# Sandals



## mike.tremper (May 24, 2015)

Does anyone know if sandals in Jamaica has rofr in their contracts. I'm new to this and was looking into the sandals location. Thanks for the info if anyone has any


----------



## tschwa2 (May 24, 2015)

They do have ROFR.  For years, they were not using it.  About 2 years ago they sent out letters to all owners specifically reminding all owners that they have ROFR and that all contracts had to be submitted and that Sandals plans on exercising at their discretion.  

Owners briefly started communicating with each other after that and someone said they did have a contract exercised and their understanding was that Sandals would be just as happy to get rid of the TS owners.  They previously had 2 dedicated employees working in the TS division.  One resigned last year and I hear they do not plan on replacing her.  It's been a little over 6 months.

My guess is that prime winter season is more likely to be exercised than the rest of the year but if the contract is for a very low price they might as well exercise just to get rid of the remaining contracts.


----------



## mike.tremper (May 24, 2015)

Thanks for the info.
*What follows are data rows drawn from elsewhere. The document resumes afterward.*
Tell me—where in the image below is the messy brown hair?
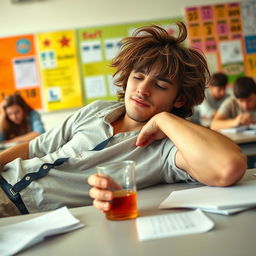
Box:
[2,93,33,140]
[111,22,209,117]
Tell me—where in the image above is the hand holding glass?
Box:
[97,161,138,220]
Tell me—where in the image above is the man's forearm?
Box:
[0,142,29,172]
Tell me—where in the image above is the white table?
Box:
[0,169,256,256]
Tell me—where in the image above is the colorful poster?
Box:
[0,35,42,109]
[241,0,256,78]
[77,18,182,104]
[37,30,83,111]
[186,3,253,83]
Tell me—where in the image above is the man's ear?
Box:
[173,94,186,108]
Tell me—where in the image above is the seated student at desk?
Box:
[0,94,45,143]
[192,72,229,127]
[0,22,247,216]
[211,76,256,130]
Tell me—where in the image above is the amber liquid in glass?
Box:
[106,190,138,220]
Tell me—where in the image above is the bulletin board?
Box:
[77,18,182,104]
[0,34,42,109]
[36,30,83,111]
[185,1,256,83]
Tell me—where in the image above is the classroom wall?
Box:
[0,0,243,130]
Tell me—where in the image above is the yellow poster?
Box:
[37,30,83,110]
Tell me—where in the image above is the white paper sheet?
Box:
[0,207,84,256]
[159,180,256,214]
[136,209,214,241]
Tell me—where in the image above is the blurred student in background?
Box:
[211,76,256,130]
[191,72,229,127]
[0,94,45,143]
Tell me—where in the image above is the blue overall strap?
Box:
[0,136,113,214]
[91,136,113,151]
[0,175,29,214]
[13,157,68,193]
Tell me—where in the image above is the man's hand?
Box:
[136,113,166,147]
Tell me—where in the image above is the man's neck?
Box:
[112,114,144,134]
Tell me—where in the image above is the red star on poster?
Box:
[59,36,70,47]
[43,39,51,47]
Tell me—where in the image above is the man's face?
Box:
[209,85,226,100]
[125,66,184,122]
[236,93,256,111]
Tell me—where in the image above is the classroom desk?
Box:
[0,169,256,256]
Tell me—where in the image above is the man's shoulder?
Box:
[81,100,123,113]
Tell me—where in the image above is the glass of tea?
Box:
[97,160,138,220]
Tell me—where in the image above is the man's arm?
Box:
[88,112,247,211]
[0,142,29,173]
[211,112,253,130]
[3,131,40,143]
[137,112,247,186]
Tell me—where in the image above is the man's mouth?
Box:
[131,97,150,108]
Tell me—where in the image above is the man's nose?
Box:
[137,81,150,97]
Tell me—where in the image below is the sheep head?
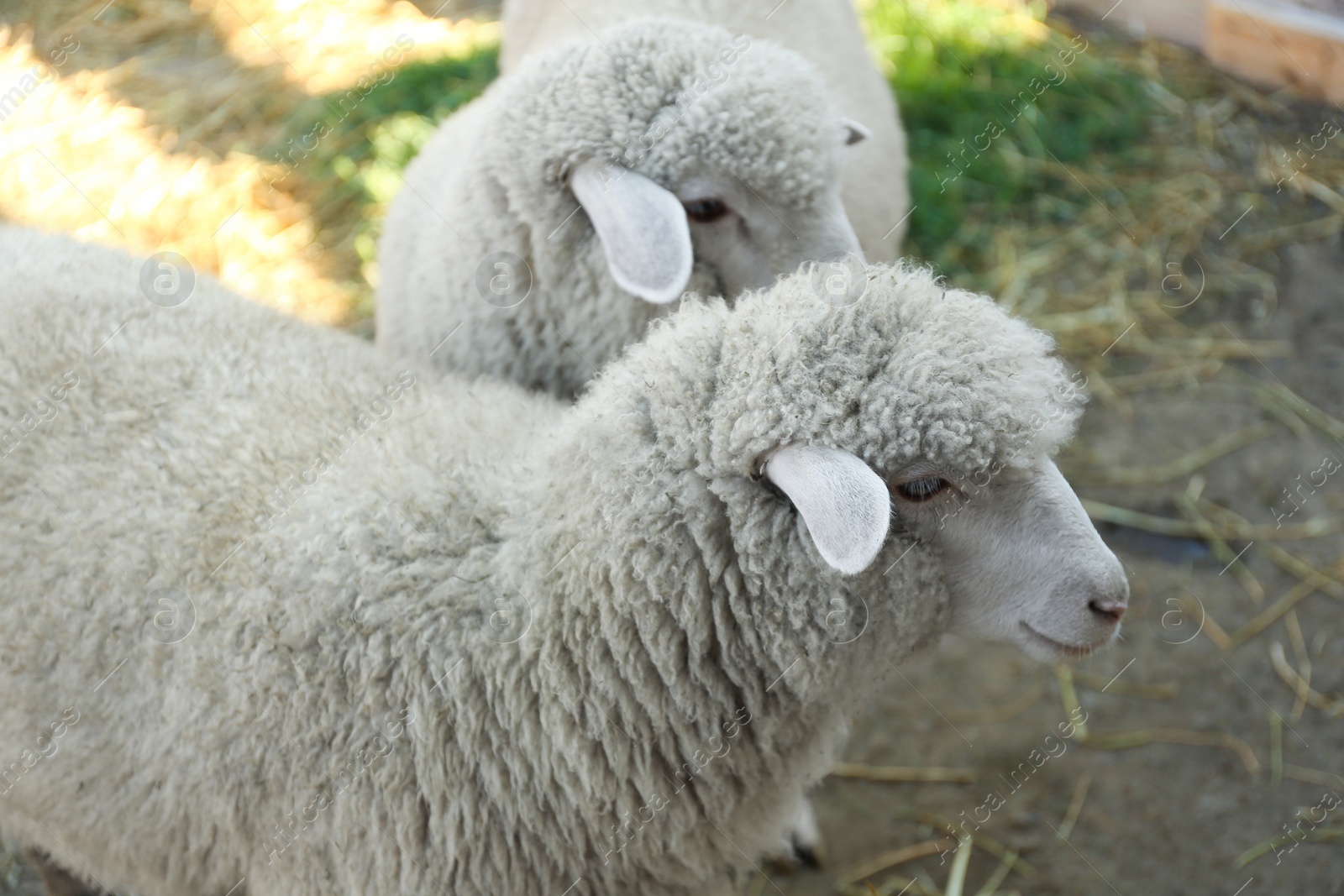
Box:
[593,259,1127,661]
[482,18,867,304]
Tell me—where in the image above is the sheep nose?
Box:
[1087,598,1129,623]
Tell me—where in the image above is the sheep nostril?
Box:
[1087,598,1129,622]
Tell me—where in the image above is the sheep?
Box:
[500,0,910,262]
[375,18,863,398]
[0,227,1127,896]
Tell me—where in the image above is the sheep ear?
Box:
[570,160,692,305]
[764,445,891,575]
[840,118,872,146]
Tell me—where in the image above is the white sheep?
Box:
[0,227,1127,896]
[500,0,910,262]
[376,18,862,398]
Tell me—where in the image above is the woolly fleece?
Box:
[376,18,848,398]
[500,0,910,262]
[0,227,1077,896]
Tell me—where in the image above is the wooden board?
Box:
[1205,0,1344,102]
[1058,0,1205,50]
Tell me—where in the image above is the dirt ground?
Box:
[774,239,1344,896]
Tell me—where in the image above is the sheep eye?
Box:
[892,475,950,504]
[681,199,728,224]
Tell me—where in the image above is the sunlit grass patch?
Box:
[267,45,499,317]
[865,0,1153,274]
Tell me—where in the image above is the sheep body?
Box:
[376,18,862,398]
[500,0,910,262]
[0,227,1075,896]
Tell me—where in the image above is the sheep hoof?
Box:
[766,799,827,872]
[27,851,102,896]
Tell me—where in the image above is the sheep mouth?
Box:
[1017,621,1110,659]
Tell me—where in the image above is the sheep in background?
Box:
[0,227,1126,896]
[376,18,860,398]
[500,0,910,262]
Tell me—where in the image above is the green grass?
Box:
[267,45,499,305]
[278,0,1153,301]
[864,0,1152,275]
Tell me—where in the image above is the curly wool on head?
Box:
[376,18,858,398]
[596,264,1086,486]
[494,18,838,207]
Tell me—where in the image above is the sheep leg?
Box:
[24,849,102,896]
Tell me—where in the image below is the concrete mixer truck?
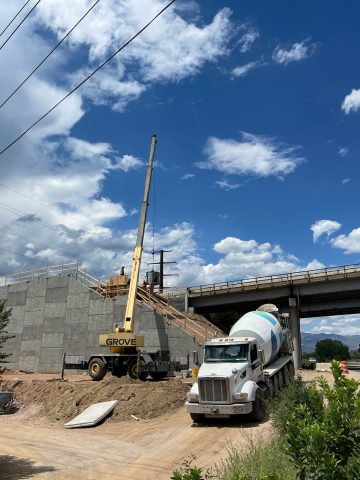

That's a bummer though that I'll never be able to get a great deal there. Anybody have any recommendations on anything similar


----------



## tschwa2 (May 24, 2015)

I would still try if you see a bargain.  With only one employee doing reservations, mf mailings and collections, dealing with problems and and rofr, an rofr might slip through the cracks.


----------



## mike.tremper (May 24, 2015)

You seem very knowledgeable. What do you think is fair value for a studio floating week


----------



## tschwa2 (May 25, 2015)

I bought when they weren't exercising ROFR so it's hard for me to say.

Are you looking at a 1-52 or a 16-50?


----------



## mike.tremper (May 25, 2015)

Just says floating week. We would usually use it in the summer so it wouldn't really matter to us I guess


----------